Death Row for One
Like most states, North Carolina had no "row" of women waiting to be executed. When she was sentenced, Velma Barfield was the only female in the state doomed by the law. She was housed in the Central Prison's section for mental cases, especially assaultive inmates, and prisoners considered prone to escape.
Early in her prison stay, Velma went through drug withdrawal. She had been supplied with many of her accustomed medications during her trial. Her first days as a condemned prisoner were spent without them and she showed the classic symptoms of cold turkey: lack of appetite, insomnia, nausea, cold sweats, and splitting headaches. The doctor who treated her gave her anti-depressants and anti-anxiety medications. Then gradually, over a period of over a year, she was weaned off of them.
To the extent possible, Velma made her cell into a home. She put up photographs of her children and grandchildren along with knick-knacks she crocheted and inspirational religious slogans. Velma did not usually smoke but she usually had a pack of Salem's so that she could light one up while having a bowel movement on her cell toilet. Velma, whose victims had usually suffered a horrendous diarrhea before death, did not want to offend her guards with the odor of her own excrement.
Velma's radio was usually tuned into a Christian program. Velma claimed that she had become a born-again Christian while in jail.
Although she had been a churchgoer and professed to love Jesus all her life, Velma said that she recognized that she had never been a true Christian. Her Christianity had been a matter of form and gesture. Then, while at her lowest ebb and awaiting trial for her life, she had finally, genuinely, opened her heart to Jesus and received forgiveness and salvation. She was listening to a sermon by J. K. Kinkle when the message of God's love hit home for the first time. "All my life I was weighted down by my sins because I couldn't do better," she wrote in her autobiography. "It never occurred to me that Jesus really did pay the price, that Jesus alone bore the extreme punishment — death — for my sins, not just for my "good" neighbors. And, even more glorious, Jesus is willing to be my friend even now. I can talk to Him, and He will listen."

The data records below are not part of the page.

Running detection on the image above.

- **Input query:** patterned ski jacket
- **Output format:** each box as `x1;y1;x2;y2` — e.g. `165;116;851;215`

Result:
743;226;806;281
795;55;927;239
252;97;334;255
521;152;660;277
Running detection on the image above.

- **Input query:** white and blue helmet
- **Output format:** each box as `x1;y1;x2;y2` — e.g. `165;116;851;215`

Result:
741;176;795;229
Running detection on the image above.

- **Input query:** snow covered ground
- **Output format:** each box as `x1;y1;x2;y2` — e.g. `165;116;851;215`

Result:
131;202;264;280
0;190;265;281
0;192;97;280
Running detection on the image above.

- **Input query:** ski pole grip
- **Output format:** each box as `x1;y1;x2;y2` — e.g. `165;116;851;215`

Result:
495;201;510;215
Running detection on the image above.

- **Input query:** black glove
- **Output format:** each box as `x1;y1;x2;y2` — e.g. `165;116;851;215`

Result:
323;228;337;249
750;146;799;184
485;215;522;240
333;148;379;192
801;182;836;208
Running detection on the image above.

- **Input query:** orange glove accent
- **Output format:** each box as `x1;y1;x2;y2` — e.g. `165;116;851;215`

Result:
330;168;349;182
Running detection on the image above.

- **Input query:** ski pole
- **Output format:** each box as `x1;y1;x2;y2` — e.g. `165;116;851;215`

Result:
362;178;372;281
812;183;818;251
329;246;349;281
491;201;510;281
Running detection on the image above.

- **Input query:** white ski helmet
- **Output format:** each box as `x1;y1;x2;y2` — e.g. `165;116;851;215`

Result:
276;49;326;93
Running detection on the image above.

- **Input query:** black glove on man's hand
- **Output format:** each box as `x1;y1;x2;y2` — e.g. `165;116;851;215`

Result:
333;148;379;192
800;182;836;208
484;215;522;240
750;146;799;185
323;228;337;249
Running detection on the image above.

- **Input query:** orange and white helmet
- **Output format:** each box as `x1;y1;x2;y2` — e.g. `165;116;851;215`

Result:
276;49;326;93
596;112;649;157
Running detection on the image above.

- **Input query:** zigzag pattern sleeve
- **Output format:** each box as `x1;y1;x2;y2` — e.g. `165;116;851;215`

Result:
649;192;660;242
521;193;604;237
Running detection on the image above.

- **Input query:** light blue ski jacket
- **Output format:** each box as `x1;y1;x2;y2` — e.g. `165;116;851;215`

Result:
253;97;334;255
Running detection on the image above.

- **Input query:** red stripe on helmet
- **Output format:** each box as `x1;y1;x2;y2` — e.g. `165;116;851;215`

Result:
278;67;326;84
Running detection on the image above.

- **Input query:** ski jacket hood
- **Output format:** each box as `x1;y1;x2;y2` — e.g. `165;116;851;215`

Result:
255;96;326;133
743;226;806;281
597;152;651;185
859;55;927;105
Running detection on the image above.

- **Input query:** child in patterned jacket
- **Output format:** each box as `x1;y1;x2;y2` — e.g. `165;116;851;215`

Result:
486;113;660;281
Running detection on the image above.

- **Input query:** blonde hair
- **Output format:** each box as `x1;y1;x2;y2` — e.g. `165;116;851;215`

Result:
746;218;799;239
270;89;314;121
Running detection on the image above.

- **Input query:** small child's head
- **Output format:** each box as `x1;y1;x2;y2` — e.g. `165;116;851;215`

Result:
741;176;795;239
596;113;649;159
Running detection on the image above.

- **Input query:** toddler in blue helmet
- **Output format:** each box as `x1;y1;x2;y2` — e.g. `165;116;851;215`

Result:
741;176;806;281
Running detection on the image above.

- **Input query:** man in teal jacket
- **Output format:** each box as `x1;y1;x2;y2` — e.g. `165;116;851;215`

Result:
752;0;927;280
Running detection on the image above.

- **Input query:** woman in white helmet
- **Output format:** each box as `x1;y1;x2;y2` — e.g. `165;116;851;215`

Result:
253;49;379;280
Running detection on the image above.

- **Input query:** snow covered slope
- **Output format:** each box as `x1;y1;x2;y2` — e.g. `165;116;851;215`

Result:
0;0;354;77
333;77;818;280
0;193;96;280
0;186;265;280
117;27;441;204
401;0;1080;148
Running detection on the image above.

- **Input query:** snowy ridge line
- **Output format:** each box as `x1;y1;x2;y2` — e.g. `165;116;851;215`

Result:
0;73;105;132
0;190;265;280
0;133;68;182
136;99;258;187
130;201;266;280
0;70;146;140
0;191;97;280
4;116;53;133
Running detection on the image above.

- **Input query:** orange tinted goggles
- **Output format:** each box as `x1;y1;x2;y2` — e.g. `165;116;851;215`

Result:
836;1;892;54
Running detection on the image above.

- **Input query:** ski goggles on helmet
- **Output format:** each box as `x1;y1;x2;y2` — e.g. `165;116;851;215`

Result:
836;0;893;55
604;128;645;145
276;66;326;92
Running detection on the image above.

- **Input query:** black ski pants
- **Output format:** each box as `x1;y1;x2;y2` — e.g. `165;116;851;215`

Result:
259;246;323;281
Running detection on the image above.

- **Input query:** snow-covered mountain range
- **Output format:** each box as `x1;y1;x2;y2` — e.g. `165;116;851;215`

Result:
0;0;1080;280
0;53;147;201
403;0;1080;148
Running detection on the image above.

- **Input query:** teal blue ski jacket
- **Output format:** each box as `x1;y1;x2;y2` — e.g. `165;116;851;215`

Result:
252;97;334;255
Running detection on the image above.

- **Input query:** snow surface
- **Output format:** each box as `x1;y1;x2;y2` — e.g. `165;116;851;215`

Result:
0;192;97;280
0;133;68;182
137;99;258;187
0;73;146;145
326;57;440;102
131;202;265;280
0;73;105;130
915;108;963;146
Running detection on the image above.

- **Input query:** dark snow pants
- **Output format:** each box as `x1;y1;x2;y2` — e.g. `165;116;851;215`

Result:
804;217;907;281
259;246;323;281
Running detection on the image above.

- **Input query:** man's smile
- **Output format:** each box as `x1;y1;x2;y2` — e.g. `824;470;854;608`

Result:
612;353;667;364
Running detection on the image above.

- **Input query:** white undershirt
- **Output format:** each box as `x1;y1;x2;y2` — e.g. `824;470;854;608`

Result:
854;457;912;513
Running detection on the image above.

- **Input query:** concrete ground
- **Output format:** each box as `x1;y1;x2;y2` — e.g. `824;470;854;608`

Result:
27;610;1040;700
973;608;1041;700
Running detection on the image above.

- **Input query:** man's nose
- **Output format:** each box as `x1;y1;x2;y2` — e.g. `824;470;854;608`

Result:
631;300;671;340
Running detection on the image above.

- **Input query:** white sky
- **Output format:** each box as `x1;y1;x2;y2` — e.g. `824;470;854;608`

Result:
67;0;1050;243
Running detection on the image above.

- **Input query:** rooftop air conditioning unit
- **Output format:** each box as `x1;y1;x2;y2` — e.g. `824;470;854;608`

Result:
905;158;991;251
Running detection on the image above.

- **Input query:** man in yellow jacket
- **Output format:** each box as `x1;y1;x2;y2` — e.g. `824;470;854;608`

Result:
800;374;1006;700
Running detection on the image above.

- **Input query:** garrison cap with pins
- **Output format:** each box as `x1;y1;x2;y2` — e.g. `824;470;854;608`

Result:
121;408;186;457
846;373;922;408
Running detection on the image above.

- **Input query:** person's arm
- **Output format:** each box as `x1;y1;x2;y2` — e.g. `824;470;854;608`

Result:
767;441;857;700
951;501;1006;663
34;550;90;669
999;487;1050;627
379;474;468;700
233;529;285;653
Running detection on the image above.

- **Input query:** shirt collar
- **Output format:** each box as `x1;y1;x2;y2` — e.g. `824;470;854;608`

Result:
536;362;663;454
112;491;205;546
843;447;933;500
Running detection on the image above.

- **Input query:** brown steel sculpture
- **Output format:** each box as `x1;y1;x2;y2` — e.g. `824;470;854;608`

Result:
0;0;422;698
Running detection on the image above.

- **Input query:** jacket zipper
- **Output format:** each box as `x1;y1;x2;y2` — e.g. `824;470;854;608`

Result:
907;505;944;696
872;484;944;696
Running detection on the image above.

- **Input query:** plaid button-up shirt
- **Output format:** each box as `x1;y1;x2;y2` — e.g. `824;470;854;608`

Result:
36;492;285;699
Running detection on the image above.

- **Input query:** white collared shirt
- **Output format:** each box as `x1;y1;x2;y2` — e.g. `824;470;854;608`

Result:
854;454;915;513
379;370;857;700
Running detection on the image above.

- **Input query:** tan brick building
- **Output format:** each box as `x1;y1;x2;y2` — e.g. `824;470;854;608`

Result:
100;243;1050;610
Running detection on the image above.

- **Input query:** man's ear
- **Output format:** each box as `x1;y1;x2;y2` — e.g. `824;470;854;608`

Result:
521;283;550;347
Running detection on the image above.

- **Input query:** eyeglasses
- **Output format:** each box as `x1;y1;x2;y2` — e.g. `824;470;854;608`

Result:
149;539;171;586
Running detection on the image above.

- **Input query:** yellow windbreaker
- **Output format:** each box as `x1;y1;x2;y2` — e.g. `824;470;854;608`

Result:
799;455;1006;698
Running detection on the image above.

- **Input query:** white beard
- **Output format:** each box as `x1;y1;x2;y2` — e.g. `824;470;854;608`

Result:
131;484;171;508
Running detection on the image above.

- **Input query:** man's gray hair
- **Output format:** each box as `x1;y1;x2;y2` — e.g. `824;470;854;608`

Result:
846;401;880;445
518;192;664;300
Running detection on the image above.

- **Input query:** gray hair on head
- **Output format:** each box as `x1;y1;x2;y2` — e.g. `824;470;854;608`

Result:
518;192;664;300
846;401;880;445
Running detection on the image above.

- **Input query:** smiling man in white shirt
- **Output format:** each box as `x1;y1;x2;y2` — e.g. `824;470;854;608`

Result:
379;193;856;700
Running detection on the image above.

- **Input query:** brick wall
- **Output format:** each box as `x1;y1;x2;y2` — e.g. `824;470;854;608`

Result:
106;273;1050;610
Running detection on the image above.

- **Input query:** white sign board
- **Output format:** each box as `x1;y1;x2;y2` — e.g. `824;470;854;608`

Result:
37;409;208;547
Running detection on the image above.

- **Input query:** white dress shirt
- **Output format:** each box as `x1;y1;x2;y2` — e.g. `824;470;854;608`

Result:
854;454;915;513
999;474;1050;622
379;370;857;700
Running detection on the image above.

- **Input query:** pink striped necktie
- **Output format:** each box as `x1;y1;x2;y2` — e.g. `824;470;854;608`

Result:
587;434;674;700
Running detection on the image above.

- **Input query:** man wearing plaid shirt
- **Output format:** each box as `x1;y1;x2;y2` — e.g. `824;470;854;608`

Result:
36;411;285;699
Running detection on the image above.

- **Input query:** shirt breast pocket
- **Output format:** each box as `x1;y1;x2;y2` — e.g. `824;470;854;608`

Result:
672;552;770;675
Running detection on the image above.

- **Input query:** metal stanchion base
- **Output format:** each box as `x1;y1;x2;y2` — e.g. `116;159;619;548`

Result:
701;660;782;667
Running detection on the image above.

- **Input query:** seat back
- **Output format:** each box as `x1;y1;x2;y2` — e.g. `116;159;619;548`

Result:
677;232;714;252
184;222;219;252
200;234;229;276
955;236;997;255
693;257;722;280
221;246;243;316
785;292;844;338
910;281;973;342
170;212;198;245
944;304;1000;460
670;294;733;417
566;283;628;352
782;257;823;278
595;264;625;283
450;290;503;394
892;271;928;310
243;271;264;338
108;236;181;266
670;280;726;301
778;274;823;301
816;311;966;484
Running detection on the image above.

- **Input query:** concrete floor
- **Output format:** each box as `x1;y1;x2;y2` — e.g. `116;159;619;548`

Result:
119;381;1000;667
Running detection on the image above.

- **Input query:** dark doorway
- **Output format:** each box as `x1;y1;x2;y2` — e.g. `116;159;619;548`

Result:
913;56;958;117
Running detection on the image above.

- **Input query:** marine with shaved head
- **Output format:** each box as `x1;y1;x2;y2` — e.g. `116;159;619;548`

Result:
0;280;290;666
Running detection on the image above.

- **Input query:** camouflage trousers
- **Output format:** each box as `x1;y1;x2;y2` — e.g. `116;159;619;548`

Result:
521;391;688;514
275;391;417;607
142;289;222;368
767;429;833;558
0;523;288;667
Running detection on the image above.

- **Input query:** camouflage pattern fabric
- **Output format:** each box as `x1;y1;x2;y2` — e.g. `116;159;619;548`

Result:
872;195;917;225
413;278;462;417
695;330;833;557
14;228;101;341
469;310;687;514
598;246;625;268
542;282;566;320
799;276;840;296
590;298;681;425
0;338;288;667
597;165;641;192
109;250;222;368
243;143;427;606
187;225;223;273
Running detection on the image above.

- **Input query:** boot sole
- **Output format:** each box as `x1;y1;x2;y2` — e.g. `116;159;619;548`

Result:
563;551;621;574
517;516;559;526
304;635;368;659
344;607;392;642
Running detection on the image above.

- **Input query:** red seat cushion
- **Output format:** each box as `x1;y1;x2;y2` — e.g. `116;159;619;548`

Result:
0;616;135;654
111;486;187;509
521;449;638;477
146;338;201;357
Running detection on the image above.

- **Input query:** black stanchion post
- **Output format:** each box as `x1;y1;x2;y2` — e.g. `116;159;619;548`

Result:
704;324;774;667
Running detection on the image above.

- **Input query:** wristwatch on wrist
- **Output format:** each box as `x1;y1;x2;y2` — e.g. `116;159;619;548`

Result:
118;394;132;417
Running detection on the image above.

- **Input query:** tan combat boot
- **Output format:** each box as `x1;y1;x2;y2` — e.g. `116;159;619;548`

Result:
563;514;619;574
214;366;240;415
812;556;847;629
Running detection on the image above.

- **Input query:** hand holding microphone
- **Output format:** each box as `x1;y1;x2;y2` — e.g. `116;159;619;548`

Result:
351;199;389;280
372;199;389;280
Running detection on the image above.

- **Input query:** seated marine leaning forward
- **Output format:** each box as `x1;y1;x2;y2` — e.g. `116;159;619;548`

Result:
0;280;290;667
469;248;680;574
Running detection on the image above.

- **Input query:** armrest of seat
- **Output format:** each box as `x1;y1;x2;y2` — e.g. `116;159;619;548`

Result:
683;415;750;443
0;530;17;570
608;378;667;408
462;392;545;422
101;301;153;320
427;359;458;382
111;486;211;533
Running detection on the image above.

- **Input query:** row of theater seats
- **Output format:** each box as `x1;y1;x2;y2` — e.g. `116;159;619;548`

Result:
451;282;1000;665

Her conversion was greeted with skepticism by many, including the families of her victims. After all, she had spoken of Jesus and salvation when they knew her and when she was poisoning their loved ones. Her Christian faith had always been a fraud, they believed, and it continued to be one. It was just a ploy to try to save her life.
However, many people were favorably impressed by Velma's claim to be, for the first time in her life, filled with the Holy Spirit. Tommy Fuquay, a Pentecostal Holiness minister, believed that she was a true Christian. "I don't think I had ever seen anybody who had the repentant spirit she had," he commented. "I could see her growing and her attitude changing. The faith in her just grew and grew each time I would see her."
The famous evangelist Billy Graham and his wife Ruth would come to believe Velma Barfield was their sister in Christ. Ruth Graham kept in frequent touch with Velma by mail.
Velma found meaning in her limited life by helping other prisoners. She was dismayed to discover how many inmates were functionally illiterate. She often wrote letters for them.
Special rules applied to Velma because of the death sentence and included no contact with the other inmates. However, the prison authorities frequently broke this rule because they found that she could be a positive influence on other prisoners. Assistant superintendent for treatment and programs at the prison, Jennie Lancaster, put a 15-year-old named Beth into the cell next to Velma's. Lancaster asked Velma to try to help the girl who had been convicted as an accessory to murder.
Velma put her hand through the bars of her own cell and toward the next one so that Beth could hold hands with her. Beth took Velma into her confidence, pouring out her fears, while Velma prayed aloud for her and tried to comfort. For the first time in her life, Velma was known by her first name and Beth was the first prisoner to call her Mama Margie. She would not be the last. Other inmates often came to Velma for advice and words of reassurance.
Letter writing for herself and others consumed much of Velma's time. She wrote to her family and to supporters she had never met. She also kept up with her crocheting. Velma prayed and read the Bible on a daily basis. Her son and daughter visited and sometimes brought her grandchildren with them. Together with a pastor, she worked on her memoirs, Woman on Death Row.